Starlin usa o Warlock como uma mensagem de que podemos mudar nosso destino e com os aliados certos até os piores do tiranos podem ser derrotados. Toda a saga enfatiza a necessidade de sermos criaturas racionais e pensarmos por nós mesmos e evitarmos seguirmos ao máximo líderes carismáticos e genocidas religiosos. Uma critica muito pertinente na época e reverbera até os dias atuais.

O fim de Magus.

Warlock do passado mata o Warlock do futuro.

Starlin mais tarde trouxe o Adam de volta para enfrentar o Thanos. O titã mata sua filha Gamora, seu inimigo jurado Drax e por último Pip que acreditava que era amigo do Titã. Adam usa sua joia da alma para puxar seus amigos para o mundo dentro da joia e então parte para a terra em busca de ajuda e com o auxílio do Capitão Marvel (E dos vingadores) ele impede os planos do Titã louco. Por fim, como uma espécie de resposta aos questionamentos deixados nas histórias anteriores, Starlin encerra brilhantemente a jornada do Adam Warlock fazendo o Adam do passado matar esse Warlock do presente, fechando o ciclo temporal que foi posto nas histórias anteriores.

Warlock do atual presente é morto pelo Warlock do passado.

Porém no Marvel Two-in-one Annual #2 é nos revelado que Thanos capturou os heróis que restaram e consequentemente tornou-se necessário as entidades Caos e Ordem intervir fazendo com que o Coisa e o Homem-Aranha libertem os heróis presos. O teioso consegue libertar seus amigos e uma batalha épica se segue.

Diante disso Adam Warlock, que estava dentro da joia da alma retorna como uma presença para acabar de vez com o Titã, ao transformá-lo em pedra. Encerrando toda sua história e libertando o mundo de uma ameaça. Por fim Jim Starlin desenha o Adam feliz com seus amigos dentro do mundo da joia da alma, satisfeito por finalmente encontrar sua paz.
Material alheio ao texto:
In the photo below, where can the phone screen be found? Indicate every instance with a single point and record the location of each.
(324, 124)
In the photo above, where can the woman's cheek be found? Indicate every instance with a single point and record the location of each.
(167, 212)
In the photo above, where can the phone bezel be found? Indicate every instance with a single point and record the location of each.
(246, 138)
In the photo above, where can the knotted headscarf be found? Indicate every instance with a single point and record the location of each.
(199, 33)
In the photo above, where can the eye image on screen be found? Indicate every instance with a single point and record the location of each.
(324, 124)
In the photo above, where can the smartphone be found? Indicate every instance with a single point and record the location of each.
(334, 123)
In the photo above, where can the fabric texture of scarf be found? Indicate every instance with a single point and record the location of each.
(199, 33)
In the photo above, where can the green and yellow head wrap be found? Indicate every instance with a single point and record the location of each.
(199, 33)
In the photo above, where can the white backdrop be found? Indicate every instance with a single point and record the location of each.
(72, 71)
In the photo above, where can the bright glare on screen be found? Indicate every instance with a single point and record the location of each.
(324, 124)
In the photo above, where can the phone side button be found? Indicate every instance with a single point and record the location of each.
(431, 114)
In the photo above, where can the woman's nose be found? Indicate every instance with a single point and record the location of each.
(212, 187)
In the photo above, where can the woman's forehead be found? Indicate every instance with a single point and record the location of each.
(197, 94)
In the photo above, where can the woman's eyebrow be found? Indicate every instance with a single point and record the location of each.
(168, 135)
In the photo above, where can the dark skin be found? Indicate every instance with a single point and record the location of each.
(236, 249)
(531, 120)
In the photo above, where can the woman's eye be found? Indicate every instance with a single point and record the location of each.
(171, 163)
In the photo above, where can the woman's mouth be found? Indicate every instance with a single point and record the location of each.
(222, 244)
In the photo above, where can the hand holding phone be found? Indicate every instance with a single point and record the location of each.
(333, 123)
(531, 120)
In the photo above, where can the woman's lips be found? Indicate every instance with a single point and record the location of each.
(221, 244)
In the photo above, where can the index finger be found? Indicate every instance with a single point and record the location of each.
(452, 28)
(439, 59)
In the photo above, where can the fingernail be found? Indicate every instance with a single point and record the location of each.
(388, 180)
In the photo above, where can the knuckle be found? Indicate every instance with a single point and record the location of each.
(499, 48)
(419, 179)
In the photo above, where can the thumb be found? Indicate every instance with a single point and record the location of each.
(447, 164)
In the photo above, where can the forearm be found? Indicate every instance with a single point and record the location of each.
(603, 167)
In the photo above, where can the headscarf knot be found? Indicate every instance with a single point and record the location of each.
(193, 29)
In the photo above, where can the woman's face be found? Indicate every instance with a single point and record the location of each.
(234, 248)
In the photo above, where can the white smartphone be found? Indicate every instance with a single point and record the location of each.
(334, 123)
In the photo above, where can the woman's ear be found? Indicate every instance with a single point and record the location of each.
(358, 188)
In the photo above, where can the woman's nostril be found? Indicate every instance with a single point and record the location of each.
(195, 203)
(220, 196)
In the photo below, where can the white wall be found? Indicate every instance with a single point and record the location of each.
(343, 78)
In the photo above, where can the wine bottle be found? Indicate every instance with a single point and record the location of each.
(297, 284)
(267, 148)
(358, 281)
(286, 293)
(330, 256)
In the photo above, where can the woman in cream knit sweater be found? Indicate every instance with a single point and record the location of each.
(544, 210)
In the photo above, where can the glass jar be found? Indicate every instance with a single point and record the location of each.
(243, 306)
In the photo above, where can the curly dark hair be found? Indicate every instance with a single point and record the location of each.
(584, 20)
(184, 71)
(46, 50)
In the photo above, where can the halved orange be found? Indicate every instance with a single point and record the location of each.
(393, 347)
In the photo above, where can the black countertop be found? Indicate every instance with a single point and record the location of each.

Warlock encontra sua paz, enquanto que Thanos encontra seu tormento.

O fim… Ou será que não?

Como nem tudo nos quadrinhos é para sempre Starlin retorna com o Adam, Thanos, Pip, Drax e Gamora dos mortos para mais uma vez criar um embate emblemático. Em Desafio Infinito, Thanos vai atrás das joias do infinito para matar metade do universo em busca de atenção da sua amada entidade conhecida como Morte (A entidade mesmo). Novamente diante dessa ameaça Warlock reúne todos os heróis do universo Marvel para acabar de vez com os planos de Thanos, mas toda essa guerra galática é assunto para outro momento. Desafio Infinito foi base para a Marvel criar toda a saga do Infinito nos cinemas, porém diferente da sua versão dos quadrinhos não tem a presença de Adam Warlock. O quadrinho foi um sucesso e teve duas continuações, sendo elas Guerra Infinita (Com o Magus como vilão) e Cruzada Infinita. Warlock vive outras aventuras após a trilogia do infinito fazendo até mesmo parte dos Guardiões Da Galáxia!

Starlin nessa apoteose demonstra como estava evoluindo com artista e criando uma história que se tornou um clássico esquecido da Marvel. Anos mais tarde debatendo ainda mais essas questões criou seu herói Dreadstar entrando no hall da fama dos grandes criadores de quadrinhos.

Toda essa grande saga de Warlock, Magus e Thanos está presente em diversas edições do Brasil. A primeira vez foi publicada pela editora Abril, que trouxe para o Brasil como A Saga de Thanos em 4 revistas. Anos depois a Salvat trouxe a história por meio da Coleção Oficial de Graphic Novels Marvel 32 e 33. E por último a Panini trouxe essa história no 2 encadernado (O melhor) de A Saga de Thanos.